Neural networks on a micro controller - Preparation and math

I've been playing around with the idea of running a neural network on a micro controller.

This blog post expects the reader to have knowledge of neural networks. For more information, you can check out the following links:
This project is not designed to be the most efficient neural network, but rather one that runs on a micro controller with very limited resources.

The goal

The goal is to make a robot on the end of a stick. The robot will have several motorized joints and potentiometers, and will be attached to a center point with a long stick. The center point also has a rotary encoder which measures the angle.

The robot will have a single blue pill controlling it. The micro controller has the following specs:
  • 72 MHz clock speed
  • 64 KB flash
  • 20 KB RAM
The micro controller will run Rust firmware, using the stm32f103xx-hal crate.

The neural network is a modification of my rust_neural_network crate, modified to run without Rust's standard library, suitable for running on a micro controller. This spawned this no_std branch.

A central controller (Arduino or Raspberry Pi) will turn the robot on for 30 seconds. In those 30 seconds, the robot has to make as many laps as possible, based on its own sensors. At the end of the 30 seconds, the central controller will:
  • Reset the physical orientation of the robot, by lifting it off the ground and letting gravity do its work
  • Signal the micro controller that it needs to end the current neural network.
  • Signal the micro controller how far it's gotten.
  • Wait for the micro controller to be ready for the next test.

Memory math fun

The first concern with running a neural network on a micro controller is simple: there is no memory allocator. This can be solved 2 ways:
  1. Using an existing memory allocator, or writing my own. This is possible, however we're going to run into RAM issues later, so this seems like overhead we cannot afford to have.
  2. Don't use a memory allocator, and put everything on the Stack.
Initially both options are a possibility, but then we run into the second issue:

Neural networks are big.

Putting some numbers in an excel sheet gives me the following:

Having a neural network, with 8 input nodes, 8 output nodes, and a 10x10 node grid, and every value being a 4-byte float, would be around 4676 bytes, or almost 4.6 KB.

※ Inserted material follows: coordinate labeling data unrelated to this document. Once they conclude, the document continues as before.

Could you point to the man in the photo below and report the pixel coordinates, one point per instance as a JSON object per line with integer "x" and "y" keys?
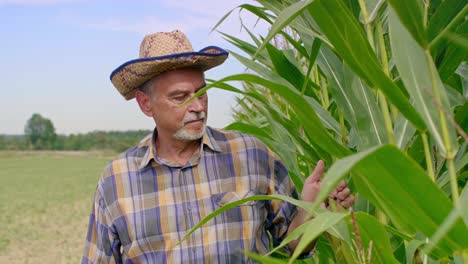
{"x": 151, "y": 195}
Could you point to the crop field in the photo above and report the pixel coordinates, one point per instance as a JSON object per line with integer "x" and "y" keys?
{"x": 45, "y": 201}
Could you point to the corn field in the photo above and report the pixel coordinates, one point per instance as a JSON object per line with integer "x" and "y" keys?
{"x": 378, "y": 90}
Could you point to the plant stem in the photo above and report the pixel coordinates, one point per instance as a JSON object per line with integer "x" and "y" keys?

Because the neural network of choice is an evolutionary one, we also need multiple networks. Each network would be evaluated, and the best neural network would be picked to mate with a random one. One of the worst ones would randomly be removed.

That means if we have 10 neural networks in memory, we'd already be using 46 KB of memory. Our micro controller only has 20 KB ram.

Clearly this is a problem.

But there are some solutions to this:
  1. Make the neural networks smaller. Meh
  2. Add external RAM. Possible, but this seems difficult
  3. Use a library that adds 16-bit floats. Yes please.
  4. Write the inactive neural networks to flash / EEPROM. Bingo.
Applying optimizations 3 and 4, we can do much better. Storing 10 neural networks in flash allows us to use 64 KB / 10 ≈ 6000 bytes of data (we still need to store our program somewhere). Let's drop this into our spreadsheet.

14x14 is 196 nodes, that's almost doubled our initial network size! And now we store an additional 9 in our flash memory to be read in later.

CPU speed

There is one number left that was mentioned with the introduction of the micro controller; 72 MHz clock speed. This means that the micro controller runs on 72 000 000 cycles per second, or roughly 14 nanoseconds per cycle.

Floating calculations are expensive. In addition, with the usage of an f16 library, we will not have support for hardware accelerated float calculation.

Every time the neural network does a calculation, every single node has to be calculated. This sounds like a rough calculation but we can make a very simple estimate: every 2 bytes has to be calculated once. 

This means we'll roughly need to do 3 000 calculations for a neural network to parse a single set of inputs.

The system does not have to be particularly fast. If it can calculate a value 10 times a second, this is more than fast enough. That still leaves 7.2 million cycles to do 3 000 calculations, or 2400 cycles per calculation. This number seems high enough that the CPU speed does not seem an issue.

<Insert flash forward here where CPU speed DOES become an issue and I have to eat my words>

The plan

So the plan is as follows:
  1. Write 10 neural networks to the flash memory.
  2. Load the first neural network (sized at 4.6 KB) into memory.
  3. Run for 30 seconds.
  4. Get the value of the current attempt and store it somewhere.
  5. The micro controller loads the next neural network into memory.
  6. Once all neural networks are done:
    1. pick 2 neural networks to merge (A and B)
    2. Pick a neural network to overwrite (C)
    3. Simply pick random f16 between network A and network B, and write that to the same location in C.
  7. Start over
Time to get coding!

Further optimizations

If the plan above is not sufficient enough, it is always possible to add an SD card reader, which would allow me to store several GB of data structures. This would allow extensive logging of other data, like all the inputs of all sensors, or every iteration of every neural network. The limitation of 20 KB of memory would still exist, so this cannot scale up the network infinitely.

To get over the memory limit, there is a concept called an External Memory Interface. Currently it is unknown if the stm32f103 supports this feature.